GEORGIA INSTITUTE OF TECHNOLOGY   

Under the provisions of the regulations for the degree 
 

DOCTOR OF PHILOSOPHY 
 

on Friday, June 24, 2022

9:30 AM

in Pettit Microelectronics Building – 102A

and via

Zoom Videoconferencing

https://gatech.zoom.us/j/94107665512?pwd=VVRLTUhKNDliaFFaK3pUZUYxZi9xZz09

will be held the

DISSERTATION PROPOSAL DEFENSE 
 
for

Pragna Bhaskar

"Reliability Assessment of Ultra-low-k Dielectric Materials and Demonstration in Advanced Interposers"

Committee Members:

Prof. Madhavan Swaminathan, Co-advisor, ECE/MSE

Prof. Mark D. Losego, Co-advisor, MSE

Mohanalingam Kathaperumal, PhD, ECE

Prof. Hamid Garmestani, MSE

Prof. Preet Singh, MSE

Abstract:

The number of connected devices in homes, cars and offices has increased and there is also an increase in advanced data processing algorithms. These have been enabled by artificial intelligence (AI) unprecedented need for ultra-high bandwidth computing. This need for ultra-high bandwidth is driving transistor density on single-chips. Moore’s Law has enabled the scaling and integration of compute, memory, and other functionalities on a single silicon chip by increasing transistor density on-chip at lower cost per transistor. This is known as System on Chip (SoC) approach.

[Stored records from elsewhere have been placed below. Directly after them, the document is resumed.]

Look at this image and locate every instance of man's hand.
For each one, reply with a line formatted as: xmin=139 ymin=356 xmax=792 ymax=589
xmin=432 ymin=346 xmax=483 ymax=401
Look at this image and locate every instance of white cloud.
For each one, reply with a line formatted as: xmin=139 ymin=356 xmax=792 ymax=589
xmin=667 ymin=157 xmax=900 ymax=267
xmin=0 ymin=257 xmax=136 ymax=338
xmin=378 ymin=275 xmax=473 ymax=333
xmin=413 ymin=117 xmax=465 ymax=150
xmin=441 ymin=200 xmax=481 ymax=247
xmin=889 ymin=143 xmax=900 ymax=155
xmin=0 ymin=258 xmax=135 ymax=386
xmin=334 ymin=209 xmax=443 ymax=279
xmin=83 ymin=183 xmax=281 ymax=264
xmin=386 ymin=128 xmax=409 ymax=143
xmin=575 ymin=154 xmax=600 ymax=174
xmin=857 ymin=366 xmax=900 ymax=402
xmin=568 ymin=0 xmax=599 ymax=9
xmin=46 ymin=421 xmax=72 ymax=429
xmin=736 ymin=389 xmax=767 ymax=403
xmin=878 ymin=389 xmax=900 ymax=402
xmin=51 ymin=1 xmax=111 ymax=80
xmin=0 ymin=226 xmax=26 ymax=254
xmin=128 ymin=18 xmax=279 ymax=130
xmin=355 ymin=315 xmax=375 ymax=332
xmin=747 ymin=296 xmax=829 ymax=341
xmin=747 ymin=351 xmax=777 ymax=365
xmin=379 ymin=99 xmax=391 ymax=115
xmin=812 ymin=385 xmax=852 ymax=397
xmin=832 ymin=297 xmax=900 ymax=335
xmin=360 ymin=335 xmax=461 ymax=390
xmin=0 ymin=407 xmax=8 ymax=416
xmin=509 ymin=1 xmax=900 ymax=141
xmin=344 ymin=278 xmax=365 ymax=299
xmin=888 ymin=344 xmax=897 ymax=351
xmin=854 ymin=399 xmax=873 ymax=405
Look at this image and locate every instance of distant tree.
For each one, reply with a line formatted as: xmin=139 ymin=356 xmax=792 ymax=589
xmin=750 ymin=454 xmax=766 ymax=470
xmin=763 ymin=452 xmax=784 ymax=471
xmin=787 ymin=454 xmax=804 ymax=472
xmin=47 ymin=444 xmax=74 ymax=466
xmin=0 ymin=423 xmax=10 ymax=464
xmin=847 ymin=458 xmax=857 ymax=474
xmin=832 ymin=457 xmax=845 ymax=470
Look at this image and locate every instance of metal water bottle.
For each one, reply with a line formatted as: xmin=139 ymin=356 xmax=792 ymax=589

In the recent past, Moore’s law has slowed down and the cost of large SoCs has increased. There are two important reasons for this exponential increase in cost. The first reason is that the cost/mm2 of transistors has continued to increase due to increase in technology complexity. The second reason is that yields have reduced for larger SoCs as the limits of the reticle field are approached. One of the methods to address these requirements is by adopting Heterogeneous Integration. In this approach, separately manufactured dies are integrated onto an advanced interposer which provides better functionality and operating characteristics.

These dies need to communicate with high bandwidth density at low energy per bit (EPB). Bandwidth density depends on wiring density, wire length, and signaling data rate on each wire. Signal speed is determined primarily by the dielectric constant. Low wire capacitance can be achieved by shorter wires between dies and low dielectric constant materials. Therefore, there is need for integration of ultra-low k materials in the redistribution wiring layers (RDLs) of the package. Earlier studies involved materials having dielectric constant in the range of 2.65 to 3.2.

It has been reported that when the dielectric constant (k) is reduced from 3.9 to 2.4, the EPB is reduced by 40%. Therefore, the present study proposes to study ultra-low-k dielectric materials which have dielectric constant in the range of 2.1 to 2.4. This study proposes to perform the electrical characterization of these materials by evaluating dielectric constants in the range of 10-170 GHz and measuring the insertion losses. Typically, the ultra-low-k materials have inert chemistries and there is a possibility of lower adhesion to metal layers. Therefore, there is a need to study chemical reliability. This study involves improving the adhesion between dielectric and metal layer. Another aspect of chemical reliability is moisture absorption. This is evaluated by comparing the behavior of these materials before and after highly accelerated stress test (HAST). For the ultra-low-k materials to be suitable for use in RDL having high wiring density, there is need to demonstrate fine line features and formation of vias. Therefore, fabrication of fine line features <5 µm and microvias <10 µm will be demonstrated on these materials. In addition, different methods to measure the coefficient of thermal expansion (CTE) of these thin polymer dielectric films and methods to reduce CTE will be evaluated.